Scott Harris: Okay Seamus. Yes, as we’ve said before, that 8% to 10% is placebo adjusted. As Vipin mentioned, at the end of the year we’d like to be in that 15% to 20% range, and where we would be at the end of 24 weeks is how you look at the curve. We should point out that at the same time point, the 24 weeks, semaglutide, which has been a very successful drug – I think there were over 60,000 scripts written last week alone, was at 8% placebo adjusted weight loss. Tirzepatide was at 12%, so the 8% to 10% is certainly within that range and is actually in excess of semaglutide, and we think that based on our Phase I data, we can have very, very good weight loss, but we’ve constructed our target product profile to include not just a weight loss percentage number but the full spectrum of what’s going to differentiate drugs and get doctors to use them.
The benefits of the drug are going to be well beyond the simple weight loss number.
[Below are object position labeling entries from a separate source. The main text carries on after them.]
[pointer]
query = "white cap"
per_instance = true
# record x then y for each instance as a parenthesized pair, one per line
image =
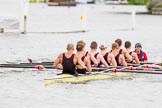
(103, 46)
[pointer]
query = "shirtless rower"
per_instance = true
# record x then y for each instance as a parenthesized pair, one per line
(68, 60)
(120, 60)
(97, 56)
(142, 56)
(109, 58)
(123, 51)
(133, 54)
(80, 47)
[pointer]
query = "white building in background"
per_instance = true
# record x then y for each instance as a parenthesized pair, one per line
(13, 14)
(115, 2)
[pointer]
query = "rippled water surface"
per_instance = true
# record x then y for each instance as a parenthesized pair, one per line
(24, 88)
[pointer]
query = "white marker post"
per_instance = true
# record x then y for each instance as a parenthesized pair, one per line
(25, 13)
(133, 18)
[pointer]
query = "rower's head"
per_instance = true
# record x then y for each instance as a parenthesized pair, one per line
(70, 46)
(138, 47)
(80, 45)
(93, 45)
(119, 41)
(127, 44)
(103, 46)
(115, 46)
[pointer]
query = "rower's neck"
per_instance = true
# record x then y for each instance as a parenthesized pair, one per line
(114, 51)
(128, 49)
(70, 52)
(93, 51)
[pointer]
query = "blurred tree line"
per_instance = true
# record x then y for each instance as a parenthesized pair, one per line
(138, 2)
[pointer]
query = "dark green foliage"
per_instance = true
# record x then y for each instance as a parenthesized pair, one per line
(138, 2)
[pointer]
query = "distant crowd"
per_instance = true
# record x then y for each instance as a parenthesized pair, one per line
(82, 61)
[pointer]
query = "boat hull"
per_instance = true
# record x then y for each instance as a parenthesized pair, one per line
(66, 78)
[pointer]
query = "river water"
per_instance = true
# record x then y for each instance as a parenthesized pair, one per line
(24, 88)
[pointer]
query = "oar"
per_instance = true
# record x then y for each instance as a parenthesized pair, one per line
(142, 68)
(143, 71)
(159, 64)
(140, 71)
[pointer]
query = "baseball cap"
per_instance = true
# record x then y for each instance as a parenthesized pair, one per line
(138, 45)
(103, 46)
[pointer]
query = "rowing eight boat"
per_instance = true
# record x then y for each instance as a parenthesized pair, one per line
(66, 78)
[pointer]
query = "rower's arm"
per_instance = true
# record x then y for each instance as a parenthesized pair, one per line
(128, 56)
(81, 63)
(103, 61)
(94, 60)
(112, 60)
(57, 61)
(88, 64)
(124, 63)
(136, 58)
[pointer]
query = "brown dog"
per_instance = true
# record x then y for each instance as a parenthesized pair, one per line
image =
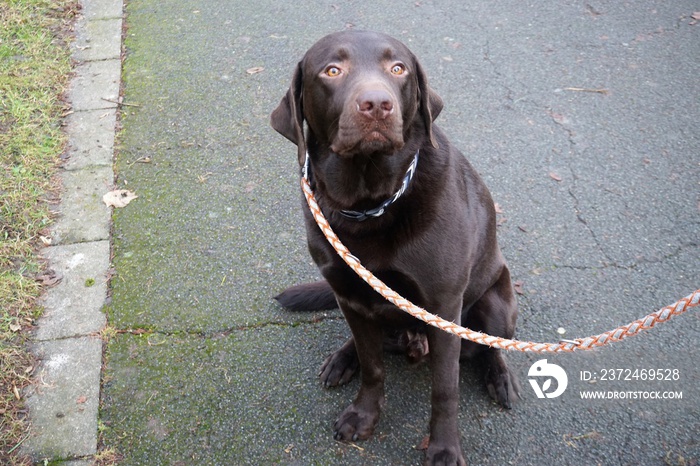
(413, 210)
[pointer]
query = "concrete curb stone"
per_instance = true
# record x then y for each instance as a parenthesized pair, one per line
(63, 403)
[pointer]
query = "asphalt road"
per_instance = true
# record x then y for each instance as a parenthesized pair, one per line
(582, 119)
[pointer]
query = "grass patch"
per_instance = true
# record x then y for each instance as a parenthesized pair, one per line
(35, 67)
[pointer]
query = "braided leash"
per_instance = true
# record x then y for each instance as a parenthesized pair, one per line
(565, 346)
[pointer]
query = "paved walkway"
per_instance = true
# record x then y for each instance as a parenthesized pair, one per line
(582, 119)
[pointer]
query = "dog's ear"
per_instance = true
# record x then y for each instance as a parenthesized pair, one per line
(430, 103)
(288, 118)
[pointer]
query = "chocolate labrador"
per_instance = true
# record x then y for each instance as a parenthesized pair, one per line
(413, 210)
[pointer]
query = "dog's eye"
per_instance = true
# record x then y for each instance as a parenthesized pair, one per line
(398, 69)
(333, 71)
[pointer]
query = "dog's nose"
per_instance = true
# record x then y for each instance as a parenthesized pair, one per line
(375, 104)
It’s going to include all the other attributes that Vipin talked about.
Vipin Garg: Yes, and I would also point out that when we are comparing 15% to 20%, we’re looking at 68 to 72 weeks for semaglutide and for tirzepatide versus what we are looking at here is a 48-week study, so there’s still a lot of runway left there to achieve additional weight loss beyond 48 weeks.
Seamus Fernandez: Thank you.
Operator: Thank you. One moment for our next question. Our next question comes from the line of Yasmeen Rahimi from Piper Sandler.
Yasmeen Rahimi: Good morning team, and thank you so much for all the updates and detail. A few questions for you. I just wanted to drill down on the design of the NASH study. What is the duration of the study, and I just wanted to also clarify, is the study powered for both end points, NASH evolution as well as a one-point improvement of fibrosis? Then broadly speaking, what is the size of the study going to be, so if you could just drill down there. Then sorry, one last question about the diabetes study, a lot of clients are wondering, and given that that study is also reading out at March around the same time as we’re expecting interim MOMENTUM, how do you plan on sharing that data? Thank you again for taking my long list of questions.
Vipin Garg: Yes, let me take the second question and then Scott, maybe you can take the first one. As far as the diabetes study is concerned, both the studies are neck in neck. We’re prioritizing the MOMENTUM study to make sure that data is out as quickly as possible in the second half of March, but we’re also expecting the diabetes data around the same time. It’s hard to say exactly what the timing will play out, but I would say it’s going to be very close to each other.
Scott Harris: Yes, and Yas, thanks for the question about the NASH study. That study is still in its final stages of design. We’re going to share those additional details as soon as we can. At this point in time, we do believe that we’re going to be reading out at 24 weeks. We consider both end points important. The actual power calculation will need to be worked out, but the hope would be that we could power for both; but again, that’s going to depend on the sample size, and that hasn’t been finalized at this point either, but we do hope to get you those details as soon as possible.